So go ahead, but know it may be the last
Of your throw-aways
Cause lately, it’s not so fast.
Met Jeremy B. at the FIlm Forum last night to see Amour. It was deeply upsetting, and one of the most beautiful films I’ve every seen. The camera lingered for long minutes over old skin and frightened eyes. It was aptly named. Love as far from obsession and neurotic longing as I can imagine. Old age is not for sissies. LM’s dad used to say that. Neither is love. Not that I know much about that kind of love. Maybe I never will. But I hope to be wrong about that. I know life still holds a few surprises before the last surprise. Maybe love will be one of them.
I’ve surrendered, accepted my lot, lonely but precious. I’ve been given so much by nature, or God, or the randomness of life. Among the gifts, a couple I might give back: depression and neuroses, but without these would I have turned to the work that has given my life meaning?
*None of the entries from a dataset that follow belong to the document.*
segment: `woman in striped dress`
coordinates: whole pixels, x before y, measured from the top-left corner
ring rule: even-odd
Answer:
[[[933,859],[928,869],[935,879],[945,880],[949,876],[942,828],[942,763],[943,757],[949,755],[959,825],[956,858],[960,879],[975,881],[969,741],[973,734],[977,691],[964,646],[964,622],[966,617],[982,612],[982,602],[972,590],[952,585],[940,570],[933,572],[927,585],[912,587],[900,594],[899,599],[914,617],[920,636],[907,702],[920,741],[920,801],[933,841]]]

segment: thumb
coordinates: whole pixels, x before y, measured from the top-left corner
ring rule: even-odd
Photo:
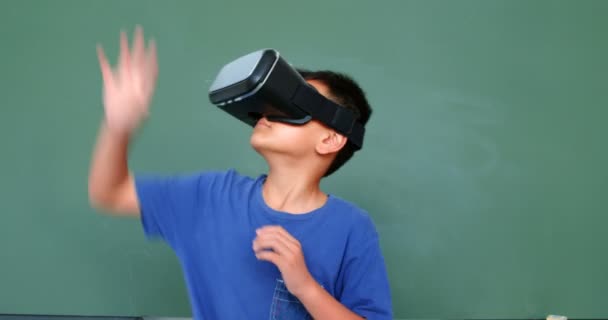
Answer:
[[[100,44],[97,44],[97,58],[99,60],[99,67],[101,69],[101,77],[103,82],[109,83],[112,80],[112,69]]]

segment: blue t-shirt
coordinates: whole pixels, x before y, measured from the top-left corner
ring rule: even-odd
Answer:
[[[278,268],[252,249],[257,228],[280,225],[300,241],[310,274],[333,297],[368,319],[392,319],[370,217],[333,195],[309,213],[273,210],[262,196],[265,178],[234,170],[136,177],[145,234],[176,253],[194,318],[311,319]]]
Probably not, and it’s writing and music that have been my main-stays, and the way I am best able to communicate and connect with other human beings.
I’m settling into my new place. It feels right in a way the last one never did. It is completely silent here, a shocking and rare find in NYC. I have western views of gardens, rooftops, a church steeple, and a tall maple tree, the resting spot for many birds of all kinds. Yesterday, I made a fire in the fireplace, a few snow flakes were falling. I was reading the second chapter of Me Before You, by JoJo Moyes — I’ve started the stories of Tenth of December, too, by George Saunders, which is mind-blowingly good. Everything I read teaches me how to write, so I’m very careful about what I take in. Anyway, I felt so content with all of it: the book, Doe and the cats asleep, large mug of coffee, of course.
In the bedroom, there is a window that faces south and from late morning to late afternoon the sun pours in. I think I’ll have this place for a long time, maybe until I can no longer make it up the five flights, which will happen at some point. I know that. I’m in touch with how quickly it goes. But it’s not a bad feeling, really. I like the way reality has revealed itself. It’s a reward of aging, an awareness that existence itself is unlikely, miraculous. Someday, the world as we know it may no longer exist. How lucky we are to have the experience of being alive.